Orange Moon Tuesday, May 5, 2026 The Father and the Son

The Special of the Day… From the Orange Moon Cafe…


The Father and the Son


    Dustin works for a company whose owner has been servicing our drains for more than thirty years.  The last time I saw him, he suffered great pain due to a back injury that made his difficult job particularly challenging.  Since that time, he underwent successful surgery that has made him “feel like a new man.”  You can literally see it in his face and demeanor.  I mentioned this to him, which led to at least five minutes of Dustin thanking God and the surgeons who fixed his back.

    I mostly remember this.  “I can’t even explain what it means to pick up my little boy and look him in the face!”  Dustin said the words with that something in the voice that only sounds from a loving parent. Being a father myself, albeit of adult children, Dustin’s statement resonated deep in my heart.  I have been there and done that on countless occasions with my children (and grandchildren), While they have grown beyond my capacity to do so now physically, I do it all the time in heart (so many memories flood my soul even as I type the words).  Of far greater import, Somebody else does the same in infinitely greater measure...

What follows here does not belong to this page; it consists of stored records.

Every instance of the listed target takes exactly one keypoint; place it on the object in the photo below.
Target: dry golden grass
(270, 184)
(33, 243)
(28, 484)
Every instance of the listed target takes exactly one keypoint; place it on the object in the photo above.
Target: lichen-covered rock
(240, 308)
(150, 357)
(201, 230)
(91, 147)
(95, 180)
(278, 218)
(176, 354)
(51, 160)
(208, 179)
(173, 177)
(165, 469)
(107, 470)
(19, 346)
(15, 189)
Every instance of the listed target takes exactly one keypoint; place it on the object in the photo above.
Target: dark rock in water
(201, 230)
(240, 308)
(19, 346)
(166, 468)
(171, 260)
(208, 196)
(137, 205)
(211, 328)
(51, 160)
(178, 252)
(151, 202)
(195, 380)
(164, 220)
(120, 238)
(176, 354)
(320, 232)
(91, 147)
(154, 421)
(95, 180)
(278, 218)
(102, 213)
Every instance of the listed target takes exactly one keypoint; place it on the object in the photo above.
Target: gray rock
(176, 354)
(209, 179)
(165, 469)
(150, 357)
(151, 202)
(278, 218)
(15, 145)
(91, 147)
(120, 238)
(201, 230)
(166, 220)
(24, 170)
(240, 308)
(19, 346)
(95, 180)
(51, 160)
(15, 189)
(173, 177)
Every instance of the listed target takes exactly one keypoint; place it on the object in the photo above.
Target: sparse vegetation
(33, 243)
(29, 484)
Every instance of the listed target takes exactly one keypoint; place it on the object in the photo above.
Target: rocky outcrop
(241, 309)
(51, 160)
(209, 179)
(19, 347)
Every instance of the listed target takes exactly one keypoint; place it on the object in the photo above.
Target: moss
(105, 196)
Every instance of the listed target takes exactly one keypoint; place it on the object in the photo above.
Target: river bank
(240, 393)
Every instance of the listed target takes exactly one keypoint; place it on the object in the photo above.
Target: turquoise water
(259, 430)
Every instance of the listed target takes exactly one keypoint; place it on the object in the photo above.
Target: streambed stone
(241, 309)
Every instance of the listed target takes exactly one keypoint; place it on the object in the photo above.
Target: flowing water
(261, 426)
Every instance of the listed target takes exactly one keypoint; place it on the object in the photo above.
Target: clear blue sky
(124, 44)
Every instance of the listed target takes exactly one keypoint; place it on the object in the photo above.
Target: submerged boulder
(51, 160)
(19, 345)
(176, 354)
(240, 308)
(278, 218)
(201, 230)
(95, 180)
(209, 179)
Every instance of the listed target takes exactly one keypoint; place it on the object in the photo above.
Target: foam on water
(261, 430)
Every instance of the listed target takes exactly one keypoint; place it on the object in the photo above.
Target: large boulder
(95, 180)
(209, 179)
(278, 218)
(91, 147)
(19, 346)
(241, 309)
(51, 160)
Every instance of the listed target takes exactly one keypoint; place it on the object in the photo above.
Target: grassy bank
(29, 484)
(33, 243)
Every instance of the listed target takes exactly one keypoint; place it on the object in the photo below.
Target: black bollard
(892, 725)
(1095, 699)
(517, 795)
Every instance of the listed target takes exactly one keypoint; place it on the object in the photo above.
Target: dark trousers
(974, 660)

    “This is my beloved Son, in whom I am well pleased” (Matthew 3:17).

    From everlasting, God the Father has loved God the Son, who has loved Him in holy response.  “Thou lovedst Me before the foundation of the world… I love the Father” (John 17:24; 14:31).  We can know no more important truth and reality, even as Scripture declares, “But these are written, that ye might believe that Jesus is the Christ, the Son of God, and that believing ye might have life through His name” (John 10:31). We enter into saving relationship with God by believing in the eternal relationship of the Father and Son, as revealed unto and within us by the Holy Spirit.  “The love of God is shed abroad in our hearts by the Holy Spirit who is given unto us” (Romans 5:5).  Little wonder that earthly parents find so much joy in our children, as with fathers like Dustin who can joyfully pick them up and look into their faces, or those who forever lift up sons and daughters in our hearts.

    “Jesus is the Son of God” (I John 4:15).  Forever will not suffice in full discovery of this “from everlasting to everlasting” wonder.  A relationship, which includes the Holy Spirit, has forever been and will forever be.  Our salvation begins by faith in this glorious reality: “I believe that Jesus Christ is the Son of God” (Acts 8:37).  It continues thereby:  “Who is He that overcometh the world, but he that believeth that Jesus is the Son of God” (I John 5:5).  I will remember this when Dustin’s words come to heart and mind - “to pick up my little boy and look him in the face!”  Sublime, in the words of an earthly father.  Even more, let us ponder the wonder of a Heavenly Father, whose love for His Son comprises the very heart of reality from everlasting to everlasting.

“The Father loveth the Son, and hath given all things into His hands.”
(John 3:35)

Weekly Memory Verse
     Ye are not in the flesh, but in the spirit, if so be that the Spirit of God dwelleth in you.”